Les Deux Veuves, c’est d’abord une pièce de théâtre de boulevard signée Félicien Mallefille (que Théophile Gautier trouvait « plus grand que son oeuvre ») et créée en 1860 à Paris. On ne sait par quel hasard improbable cette comédie en un acte a pu être représentée à Prague, mais il se trouve que Smetana la voit et demande sans coup férir au librettiste Emanuel Züngel de lui en tirer un livret d’opéra. Ce dernier transpose l’argument en Bohème comme il se doit et en fait un opéra-comique, avec par conséquent des dialogues parlés. C’est avec une rare exaltation que Smetana se met à la composition de la partition, qui est prête en six mois, début 1874.
L’histoire débute chez Karolina, jeune veuve qui reçoit sa cousine Agneszka, elle-même jeune veuve très éplorée, quand Caroline prend son veuvage avec une grand philosophie et se laisse tenter pour aller danser avec les paysans. Elle entraine sa cousine pour la sortir un peu du noir qui l’habite, de sa robe à sa tête. À la fête, le garde-chasse Mumlal se plaint qu’un braconnier semble sillonner les environs. Mais heureusement, il manque toutes ses cibles, et pour cause, il s’agit de Ladisalv, qui cherche surtout à se faire remarquer de la belle Agneszka. Mumlal le met aux arrêts, mais Karolina remarque bien le petit manège de Ladislav et de sa cousine, qui feint de ne pas le reconnaître. Comme on est dans une contrée permissive, on décide de mettre le braconnier aux arrêts, mais pas dans les geôles locales : chez Karolina … Ladislav tente bien d’approcher Agneszka mais elle le repousse avec virulence. Alors il part au bal avec Karolina. Agneszka sent bien qu’elle est jalouse, car elle sait qu’elle est amoureuse de Ladislav, et qu’elle l’était déjà avant la mort de son mari, ce qu’elle ne se pardonne pas. La voici condamnée à son veuvage, pendant que sa cousine et Ladislav s’amusent à la fête. Alors Agneszka franchit le pas, quitte ses habits noirs et revêt une robe du meilleur effet. Elle surprend Karolina et Ladislav ensemble et se désespère. Mais Karolina a bien compris : elle les bénit.
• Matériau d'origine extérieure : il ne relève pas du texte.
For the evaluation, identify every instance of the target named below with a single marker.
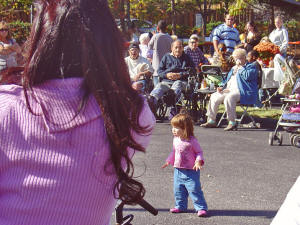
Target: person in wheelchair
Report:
(139, 68)
(173, 73)
(239, 86)
(195, 53)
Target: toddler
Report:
(187, 159)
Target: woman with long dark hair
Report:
(252, 36)
(68, 133)
(9, 48)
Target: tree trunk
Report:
(173, 17)
(272, 25)
(204, 17)
(128, 10)
(122, 15)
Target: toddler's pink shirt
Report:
(185, 153)
(53, 164)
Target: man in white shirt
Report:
(139, 67)
(279, 37)
(240, 86)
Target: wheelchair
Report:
(169, 98)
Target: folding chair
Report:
(239, 120)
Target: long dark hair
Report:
(79, 38)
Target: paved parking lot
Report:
(244, 179)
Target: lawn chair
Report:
(239, 120)
(291, 73)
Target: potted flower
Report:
(267, 50)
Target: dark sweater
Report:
(169, 63)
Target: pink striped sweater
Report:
(52, 167)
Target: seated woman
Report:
(279, 37)
(252, 36)
(240, 86)
(138, 67)
(9, 48)
(223, 59)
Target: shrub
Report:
(182, 31)
(20, 30)
(211, 25)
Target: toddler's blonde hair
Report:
(185, 122)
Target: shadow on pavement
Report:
(220, 212)
(247, 213)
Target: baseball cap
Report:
(134, 45)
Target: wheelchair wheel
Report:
(279, 138)
(292, 136)
(296, 141)
(271, 134)
(161, 110)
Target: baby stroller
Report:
(291, 73)
(290, 118)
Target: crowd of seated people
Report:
(139, 68)
(243, 78)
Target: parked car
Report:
(143, 26)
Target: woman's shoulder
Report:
(10, 96)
Smetana s’est amusé comme un enfant pour écrire ce petit opéra charmant. Son enthousiasme devait être grand car il s’est communiqué au public venu applaudir à tout rompre la comédie du maître, offrant à ce dernier un grand succès, lui qui est alors victime d’attaques très virulentes de nationalistes bohémiens qui trouvent sa musique trop « wagnérienne »; et reproche à Smetana un manque d’allégeance à la cause tchèque. Malgré le succès , ce sont bien les cabales qui auront raison de la nouvelle partition. Smetana aura beau la reprendre, avec le même succès, elle ne s’imposera jamais, malgré une musique pleine de vie et de joie. Mais elle sera de courte durée. En juillet, il ressent les premiers signes d’une surdité qui devient totale dès l’automne.
En France, il faudra attendre 2012 pour que l’Opéra de Nantes en assure la création hexagonale. En voici quelques extraits pétillants !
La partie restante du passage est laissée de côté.